Interestingly, regardless of the DMA and Environment Wing’s direction to ensure that there should be no illegal sale or purchase of sacrificial animals in parts of the city except the approved site, the ground reality portrays an entirely different picture.
Hundreds of sacrificial animals of all sizes are roaming on the main roads, service roads, footpaths and inside residential and commercial sectors. There are areas where small illegal cattle markets are established. The most prominent illegal markets are near Meera Abadi, G-11, Golra Sharif, Bhara Kahu, and near Saidpur Village among other areas in both rural and urban Islamabad.

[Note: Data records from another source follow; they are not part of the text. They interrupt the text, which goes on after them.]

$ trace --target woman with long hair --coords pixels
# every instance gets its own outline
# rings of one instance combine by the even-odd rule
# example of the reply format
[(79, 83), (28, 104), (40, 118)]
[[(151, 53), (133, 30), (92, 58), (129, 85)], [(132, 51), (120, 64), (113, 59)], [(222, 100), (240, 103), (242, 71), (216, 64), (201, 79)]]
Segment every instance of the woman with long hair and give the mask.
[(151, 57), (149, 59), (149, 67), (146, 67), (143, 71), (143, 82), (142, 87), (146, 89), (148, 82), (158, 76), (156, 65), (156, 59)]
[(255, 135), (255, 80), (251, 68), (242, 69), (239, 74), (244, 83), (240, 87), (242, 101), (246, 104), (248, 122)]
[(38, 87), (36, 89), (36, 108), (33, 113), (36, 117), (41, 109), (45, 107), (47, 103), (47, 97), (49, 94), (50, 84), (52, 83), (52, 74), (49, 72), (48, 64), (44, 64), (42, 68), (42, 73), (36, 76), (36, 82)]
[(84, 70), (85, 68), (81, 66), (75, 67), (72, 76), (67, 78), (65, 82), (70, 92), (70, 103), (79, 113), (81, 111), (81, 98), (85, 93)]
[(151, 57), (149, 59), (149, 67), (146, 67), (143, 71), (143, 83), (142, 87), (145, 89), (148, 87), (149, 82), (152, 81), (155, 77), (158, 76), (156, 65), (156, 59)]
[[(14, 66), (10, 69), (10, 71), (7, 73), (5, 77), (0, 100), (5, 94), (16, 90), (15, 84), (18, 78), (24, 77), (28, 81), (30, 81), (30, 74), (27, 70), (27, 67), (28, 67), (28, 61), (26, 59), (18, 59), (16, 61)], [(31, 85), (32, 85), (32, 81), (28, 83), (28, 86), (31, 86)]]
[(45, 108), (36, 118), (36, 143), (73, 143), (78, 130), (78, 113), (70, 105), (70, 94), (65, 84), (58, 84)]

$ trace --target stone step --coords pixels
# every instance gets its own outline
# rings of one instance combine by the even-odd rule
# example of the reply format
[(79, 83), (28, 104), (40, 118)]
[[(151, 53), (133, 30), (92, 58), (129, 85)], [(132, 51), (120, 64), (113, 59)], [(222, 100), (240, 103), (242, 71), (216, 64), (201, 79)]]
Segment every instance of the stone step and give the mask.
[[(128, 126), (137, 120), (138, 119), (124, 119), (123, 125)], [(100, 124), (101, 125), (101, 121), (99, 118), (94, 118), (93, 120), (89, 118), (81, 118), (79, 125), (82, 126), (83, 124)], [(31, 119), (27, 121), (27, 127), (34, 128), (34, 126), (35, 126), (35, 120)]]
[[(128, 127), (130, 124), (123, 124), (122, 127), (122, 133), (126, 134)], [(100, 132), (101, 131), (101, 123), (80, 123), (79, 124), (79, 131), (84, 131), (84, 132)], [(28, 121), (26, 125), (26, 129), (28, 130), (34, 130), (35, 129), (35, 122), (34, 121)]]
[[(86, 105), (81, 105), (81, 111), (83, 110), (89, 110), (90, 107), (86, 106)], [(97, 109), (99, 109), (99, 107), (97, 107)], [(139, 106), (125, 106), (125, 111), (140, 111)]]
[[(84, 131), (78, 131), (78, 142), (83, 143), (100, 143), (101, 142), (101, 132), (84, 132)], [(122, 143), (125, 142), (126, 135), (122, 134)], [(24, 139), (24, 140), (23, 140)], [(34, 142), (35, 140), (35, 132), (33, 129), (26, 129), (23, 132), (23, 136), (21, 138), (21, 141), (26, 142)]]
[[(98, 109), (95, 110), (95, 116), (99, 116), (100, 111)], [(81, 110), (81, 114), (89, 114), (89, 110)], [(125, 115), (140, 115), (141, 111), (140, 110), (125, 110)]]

It is pertinent to mention here that the mushrooming of these cattle markets comes after a private contractor was awarded a contract of Rs71.5 million by the city government to ensure that vendors coming from different parts of the country to sell their goats, sheep, cows and camels are provided with basic facilities.
Ali Syed, a resident of G-11, while talking to Pakistan Today said that the prices of sacrificial animals have skyrocketed with no intervention of authorities as always. “A good cow is anywhere between Rs80,000 to one lakh which is an exorbitant amount. A good goat or sheep starts from Rs40,000 upwards. It is about time that these prices be brought to a level where folks from the middle class can afford to buy them,” he said.
In order to tackle and address the complaints, the DMA has been directed to ensure effective monitoring for charging the prescribed entry fee for all kind of sacrificial animals so that the public can buy sacrificial animals without any hassle.